Ma soprattutto, sono solamente 7 clienti su 100 quelli che tornano più di una volta al mese nei locali di fiducia, mentre i rimanenti 93 tendono a non fidelizzarsi per provare nuove esperienze, e spesso viaggiano: sei su dieci provengono da zone lontane dal ristorante, uno su dieci è straniero.
Le conclusioni
Secondo Lorenzo Ferrari, Presidente dell’Osservatorio Ristorazione, “i due record dell’anno passato restituiscono l’immagine di un settore che vede l’utenza spendere di più in un contesto decisamente competitivo, sfiancato da pandemia, crisi del personale, inflazione e rincari energetici. Ciò significa che i ristoratori si trovano di fronte ad un bivio: evolversi, abbracciando le sfide e adeguandosi ai cambiamenti, oppure estinguersi entro pochi anni”.
Queste considerazioni sono in linea con trend partiti negli anni precedenti: in occasione di analoghi report, l’anno scorso avevamo parlato di darwinismo ristorativo; due anni fa avevamo concluso addirittura che i ristoranti in Italia diminuiscono, ma non abbastanza.
Il ragionamento è semplice. Incrociamo i due principali dati: da un lato abbiamo un settore in crescita, con gente che spende di più per magiare fuori; dall’altro molti locali che aprono ma moltissimi che chiudono. Quindi – al di là della considerazione, che pure è da farsi, sulle troppe imprese che si avviano con leggerezza nel food, una roba che sembra facile e invece ti punisce – se nonostante la maggiore spesa il saldo locali è in negativo, vuol dire che c’è spazio per pochi. E il fatto che la gente non tenda a fidelizzarsi, a tornare negli stessi posti, e ciononostante i locali chiudono, vuol dire che il bisogno reale è ancora più basso di quello attuale.

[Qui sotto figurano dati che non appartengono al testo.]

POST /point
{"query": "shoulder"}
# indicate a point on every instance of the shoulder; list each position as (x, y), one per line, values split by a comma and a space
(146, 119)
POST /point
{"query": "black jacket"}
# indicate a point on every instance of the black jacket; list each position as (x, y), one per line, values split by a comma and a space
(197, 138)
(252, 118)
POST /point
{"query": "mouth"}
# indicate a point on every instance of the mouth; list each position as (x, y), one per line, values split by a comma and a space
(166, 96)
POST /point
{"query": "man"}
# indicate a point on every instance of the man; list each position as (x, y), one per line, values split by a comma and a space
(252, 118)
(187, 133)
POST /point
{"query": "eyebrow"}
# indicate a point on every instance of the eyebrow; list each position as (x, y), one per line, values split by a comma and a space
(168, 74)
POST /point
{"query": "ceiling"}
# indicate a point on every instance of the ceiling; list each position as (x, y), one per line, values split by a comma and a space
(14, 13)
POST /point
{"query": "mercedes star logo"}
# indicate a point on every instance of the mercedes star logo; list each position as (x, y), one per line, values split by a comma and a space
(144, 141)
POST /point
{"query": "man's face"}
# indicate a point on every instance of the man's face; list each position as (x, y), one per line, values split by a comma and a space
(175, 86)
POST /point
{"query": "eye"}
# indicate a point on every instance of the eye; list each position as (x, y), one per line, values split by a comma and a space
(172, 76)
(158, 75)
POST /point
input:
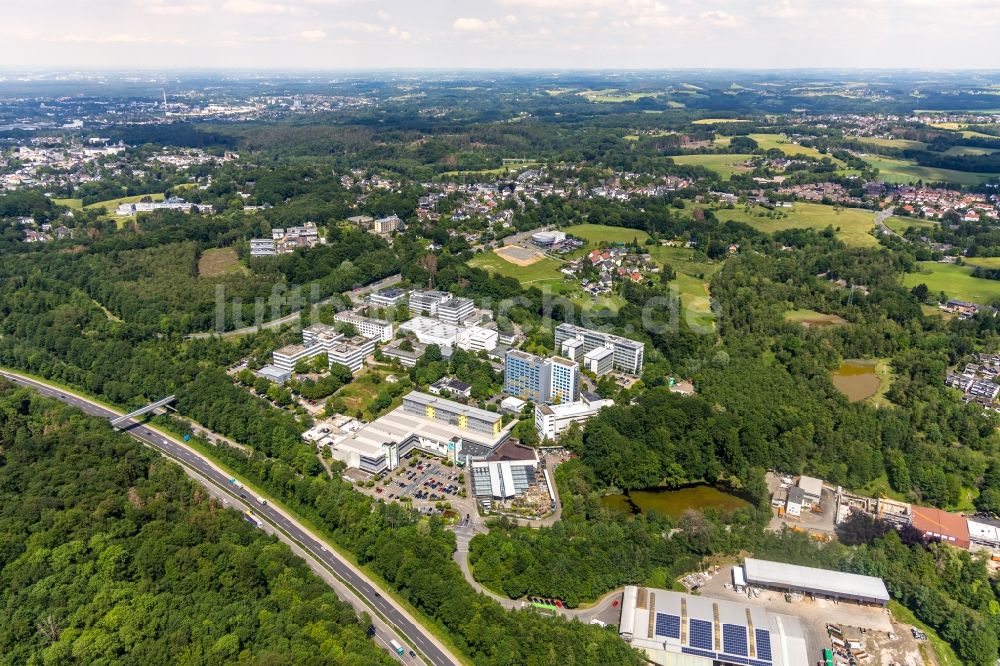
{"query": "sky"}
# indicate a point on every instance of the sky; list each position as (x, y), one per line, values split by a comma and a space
(499, 34)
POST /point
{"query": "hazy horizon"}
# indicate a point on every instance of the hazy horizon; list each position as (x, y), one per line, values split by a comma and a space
(584, 35)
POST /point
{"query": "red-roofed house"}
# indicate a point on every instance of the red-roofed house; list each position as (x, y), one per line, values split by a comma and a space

C’è anche da dire che l’aumento della spesa alimentare, presentato come dato positivo, è anche essere collegato all’aumento dei prezzi, che non rientra in queste analisi ma che è indubitabile, e dovuto a una serie di fattori: chi sa, forse non ci sono più persone che vanno al ristorante, ma le stesse di prima – o anche meno – che però spendono di più.
Infine, una nota di demerito anche a noi, giornalisti gastronomici, che ci accorgiamo della debacle delle imprese che chiudono solo quando andiamo ad analizzare dati generali. Ma che nel lavoro quotidiano – salvo eccezioni – siamo sempre pronti a esaltare l’ultima apertura, mentre raramente diamo notizia di clamorose o affrettate chiusure.